Charlotte is an excellent variety for salad potatoes, and Rocket
does well grown as a miniature crop in a dustbin for Christmas
day!
Make
some holes in the bottom, and start off with a layer of compost
and a couple of seed potatoes. Keep covering with compost as the
leaves appear, until the soil is up to the top. Store, or 'chit'
your seed potatoes, in single layers with the pointed end down,
on trays or benches in low light, in a frost-free place. Darkness
or too much heat will force them to produce long, gangly shoots
which will break off when planting - ideally the 'sprouts', which
are produced mainly from the end, will be short and green.
Originating
from the southern hemisphere, the leafy growth of potatoes (or
'haulm') is very vulnerable to frost. Frost damage will halt growth,
so seed potatoes should be planted out at the end of April, so
that the leaves come through after the danger has passed. Alternatively,
cover the young plants with cloches.
Dig
over the planting area well, and incorporate as much manure or
compost as you can. Create trenches about 12cm deep and 60cm -
75cm apart, and sprinkle some bonemeal onto the soil you've dug
out. Plant your potatoes the same way up, 30cm apart for earlies,
or 45cm for maincrop, in late April - don't use any rotten ones!
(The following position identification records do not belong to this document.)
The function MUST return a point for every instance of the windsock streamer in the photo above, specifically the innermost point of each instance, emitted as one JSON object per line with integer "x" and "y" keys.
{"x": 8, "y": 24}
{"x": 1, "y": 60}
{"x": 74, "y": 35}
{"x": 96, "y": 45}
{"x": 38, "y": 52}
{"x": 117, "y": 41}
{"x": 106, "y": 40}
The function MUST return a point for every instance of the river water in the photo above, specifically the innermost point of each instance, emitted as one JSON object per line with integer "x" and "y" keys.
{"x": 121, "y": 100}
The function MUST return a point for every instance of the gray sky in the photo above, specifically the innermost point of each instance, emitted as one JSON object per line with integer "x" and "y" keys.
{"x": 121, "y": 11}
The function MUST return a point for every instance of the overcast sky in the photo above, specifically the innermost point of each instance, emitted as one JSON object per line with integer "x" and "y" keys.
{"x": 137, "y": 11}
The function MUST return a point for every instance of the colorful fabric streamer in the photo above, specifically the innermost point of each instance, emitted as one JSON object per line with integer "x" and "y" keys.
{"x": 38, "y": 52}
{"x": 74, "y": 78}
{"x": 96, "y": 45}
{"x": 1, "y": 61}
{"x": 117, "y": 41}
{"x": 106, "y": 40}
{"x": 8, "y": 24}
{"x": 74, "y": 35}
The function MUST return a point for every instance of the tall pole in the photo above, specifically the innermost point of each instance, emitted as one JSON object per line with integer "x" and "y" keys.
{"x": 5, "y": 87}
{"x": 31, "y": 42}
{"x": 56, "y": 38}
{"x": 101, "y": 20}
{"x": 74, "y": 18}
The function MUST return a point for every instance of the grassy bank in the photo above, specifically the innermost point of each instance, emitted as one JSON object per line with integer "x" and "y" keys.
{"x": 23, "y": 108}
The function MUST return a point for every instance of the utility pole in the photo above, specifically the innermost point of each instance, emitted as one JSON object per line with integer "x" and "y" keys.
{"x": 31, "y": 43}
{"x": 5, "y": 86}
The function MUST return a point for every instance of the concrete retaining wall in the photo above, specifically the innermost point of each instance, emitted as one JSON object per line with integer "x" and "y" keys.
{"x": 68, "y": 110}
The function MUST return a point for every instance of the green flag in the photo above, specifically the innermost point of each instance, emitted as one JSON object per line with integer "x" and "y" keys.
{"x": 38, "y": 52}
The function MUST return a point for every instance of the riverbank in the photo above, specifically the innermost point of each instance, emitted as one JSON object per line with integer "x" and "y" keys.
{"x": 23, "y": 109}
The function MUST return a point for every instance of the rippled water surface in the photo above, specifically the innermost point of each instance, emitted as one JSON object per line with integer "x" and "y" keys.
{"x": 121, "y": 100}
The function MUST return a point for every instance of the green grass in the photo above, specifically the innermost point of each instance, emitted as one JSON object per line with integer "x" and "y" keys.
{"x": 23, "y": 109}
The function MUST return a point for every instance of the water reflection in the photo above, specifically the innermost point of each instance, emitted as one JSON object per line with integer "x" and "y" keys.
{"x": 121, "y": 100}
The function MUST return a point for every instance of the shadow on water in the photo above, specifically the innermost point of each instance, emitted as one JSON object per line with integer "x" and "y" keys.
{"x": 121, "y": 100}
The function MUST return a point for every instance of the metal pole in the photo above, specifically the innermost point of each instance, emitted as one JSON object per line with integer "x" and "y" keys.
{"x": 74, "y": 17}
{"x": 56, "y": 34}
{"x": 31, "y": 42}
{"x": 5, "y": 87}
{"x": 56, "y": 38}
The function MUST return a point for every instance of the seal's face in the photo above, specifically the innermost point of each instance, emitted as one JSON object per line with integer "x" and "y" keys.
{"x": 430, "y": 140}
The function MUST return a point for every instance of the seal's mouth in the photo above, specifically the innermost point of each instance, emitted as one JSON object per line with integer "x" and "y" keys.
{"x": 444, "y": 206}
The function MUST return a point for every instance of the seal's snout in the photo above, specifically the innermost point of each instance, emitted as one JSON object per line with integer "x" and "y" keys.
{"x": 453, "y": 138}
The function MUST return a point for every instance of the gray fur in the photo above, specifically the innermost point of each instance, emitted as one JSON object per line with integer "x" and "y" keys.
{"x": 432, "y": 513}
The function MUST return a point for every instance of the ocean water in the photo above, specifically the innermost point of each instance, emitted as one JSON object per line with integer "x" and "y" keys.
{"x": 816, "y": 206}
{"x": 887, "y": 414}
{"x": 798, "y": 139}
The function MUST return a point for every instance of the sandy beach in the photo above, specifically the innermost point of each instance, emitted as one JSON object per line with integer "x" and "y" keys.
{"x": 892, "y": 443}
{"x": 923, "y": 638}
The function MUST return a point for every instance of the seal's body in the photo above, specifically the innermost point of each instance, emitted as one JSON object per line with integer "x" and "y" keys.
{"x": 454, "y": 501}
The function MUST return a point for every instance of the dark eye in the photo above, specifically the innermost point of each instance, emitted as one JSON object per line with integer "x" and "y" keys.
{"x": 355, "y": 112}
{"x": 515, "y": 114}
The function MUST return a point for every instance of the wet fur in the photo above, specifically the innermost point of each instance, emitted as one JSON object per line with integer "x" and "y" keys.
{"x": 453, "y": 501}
Cover with 5cm of soil, and 'earth up' as the tops appear, which
means raking the soil on either side of the plants up and around
the haulms. Do this first thing in the morning, when they stand
to attention! This protects the growing tubers from light (which
turns them green and makes them bitter and poisonous) and gives
them plenty of room to grow.
Keep
free of weeds - potatoes don't like competition - and water in
dry weather. Harvest earlies just as the flowers appear, and the
others after flowering. You can cut off the haulms of maincrop
potatoes a couple of weeks before digging them up, but don't leave
tubers in the ground too long in the autumn, or you may end up
feeding the slugs instead of the family!
Dig
carefully and eat any which have been speared by the garden fork
straight away. Maincrop potatoes will store for weeks in darkness,
in a container, positioned in a cool, well ventilated place.
Potato
blight is often a problem in South Wales, because of our damp
climate - this is the disease which caused the potato famine in
Ireland.
Watch
out for yellow or brown patches on leaves, and spray the foliage
thoroughly once a fortnight with Bordeaux mixture to prevent the
spores from developing.
Rotate
potato crops around the vegetable patch year by year to avoid
a build up of viral diseases - brassicas (cabbage family) love
to follow potatoes and soak up all that manure you put down.
Finally,
eat and enjoy!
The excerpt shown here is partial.